Do ano passado para este, segundo aprendeu o povo a duras penas, o novo já não assusta nem surpreende; a pobreza continua pobre e o desenvolvimento, encolhido. No Brasil dos juros altos ainda vale mais especular que produzir. A área social, apesar do retumbante programa Fome Zero, nunca esteve tão carente e o começo do paraíso prometido – segundo especialistas de plantão neste verão quase inverno – está distante ainda uns quatro anos. Estamos, por ora, enchendo os cofres públicos de impostos e construindo as bases do futuro. Só quem sobreviver, verá.
À falta de assunto melhor diante das expectativas criadas, a primeira reunião do ano em Brasília foi em petit comité. Alguns ministros se reuniram para construir o palco sobre o qual o presidente Lula pudesse cobrar, em vez de profetizar: cadê o crescimento? O que estamos fazendo para o Brasil crescer, conforme o prometido? Em Brasília, batem-se agora por medidas de impacto.
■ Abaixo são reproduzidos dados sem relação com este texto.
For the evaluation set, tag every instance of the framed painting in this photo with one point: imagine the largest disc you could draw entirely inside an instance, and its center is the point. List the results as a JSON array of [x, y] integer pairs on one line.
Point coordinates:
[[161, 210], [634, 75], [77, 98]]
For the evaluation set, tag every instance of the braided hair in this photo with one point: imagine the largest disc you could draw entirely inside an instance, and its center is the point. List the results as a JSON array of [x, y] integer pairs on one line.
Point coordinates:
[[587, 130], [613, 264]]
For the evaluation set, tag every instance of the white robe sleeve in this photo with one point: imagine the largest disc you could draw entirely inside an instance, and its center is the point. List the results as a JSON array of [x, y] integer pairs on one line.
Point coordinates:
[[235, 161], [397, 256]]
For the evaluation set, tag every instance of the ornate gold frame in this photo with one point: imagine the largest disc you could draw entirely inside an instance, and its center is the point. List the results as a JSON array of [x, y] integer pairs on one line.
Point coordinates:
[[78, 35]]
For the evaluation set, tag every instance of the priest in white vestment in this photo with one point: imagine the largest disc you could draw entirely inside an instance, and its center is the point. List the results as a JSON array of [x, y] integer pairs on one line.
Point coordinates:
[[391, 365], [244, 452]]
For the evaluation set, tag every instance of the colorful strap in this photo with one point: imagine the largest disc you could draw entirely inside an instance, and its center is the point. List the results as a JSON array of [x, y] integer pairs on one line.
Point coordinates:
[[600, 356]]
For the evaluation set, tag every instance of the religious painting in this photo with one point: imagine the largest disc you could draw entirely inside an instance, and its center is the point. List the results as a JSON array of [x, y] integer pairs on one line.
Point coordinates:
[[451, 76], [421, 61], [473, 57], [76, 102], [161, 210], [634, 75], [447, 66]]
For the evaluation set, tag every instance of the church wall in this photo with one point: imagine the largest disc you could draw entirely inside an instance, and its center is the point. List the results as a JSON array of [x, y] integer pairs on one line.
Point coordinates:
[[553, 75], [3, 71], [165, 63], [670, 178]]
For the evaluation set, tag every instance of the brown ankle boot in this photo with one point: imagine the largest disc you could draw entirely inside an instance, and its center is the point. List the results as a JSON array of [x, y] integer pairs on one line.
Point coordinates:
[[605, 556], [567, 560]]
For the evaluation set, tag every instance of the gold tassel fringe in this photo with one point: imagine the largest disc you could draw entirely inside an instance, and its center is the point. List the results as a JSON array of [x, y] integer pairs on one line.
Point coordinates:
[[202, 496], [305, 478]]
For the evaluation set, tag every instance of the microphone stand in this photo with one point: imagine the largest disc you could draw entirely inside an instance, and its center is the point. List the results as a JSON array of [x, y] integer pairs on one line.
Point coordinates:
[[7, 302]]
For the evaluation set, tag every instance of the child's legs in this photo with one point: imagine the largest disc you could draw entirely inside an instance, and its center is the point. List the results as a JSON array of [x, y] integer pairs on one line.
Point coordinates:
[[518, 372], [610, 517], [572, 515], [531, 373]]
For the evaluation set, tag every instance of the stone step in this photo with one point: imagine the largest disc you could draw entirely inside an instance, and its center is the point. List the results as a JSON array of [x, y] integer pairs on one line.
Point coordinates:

A falta de resposta, quem sabe, justificará a ação seguinte, que é a reforma do ministério, já dividida em duas etapas, para render mais no mercado das especulações (ou das negociações em torno de apoios e cargos). E a primeira etapa dessa reforma será motivo de nova encenação: já está agendada a primeira reunião da meia-nova equipe para depois da viagem ao México, lá pelo dia 13. Depois do México, vem a convocação extraordinária do Congresso, sem muito assunto em pauta, já marcada para ter início no dia 19. E depois disso, Índia, seus segredos, mistérios e seus encantos – outra viagem internacional, com escala insinuada em território europeu…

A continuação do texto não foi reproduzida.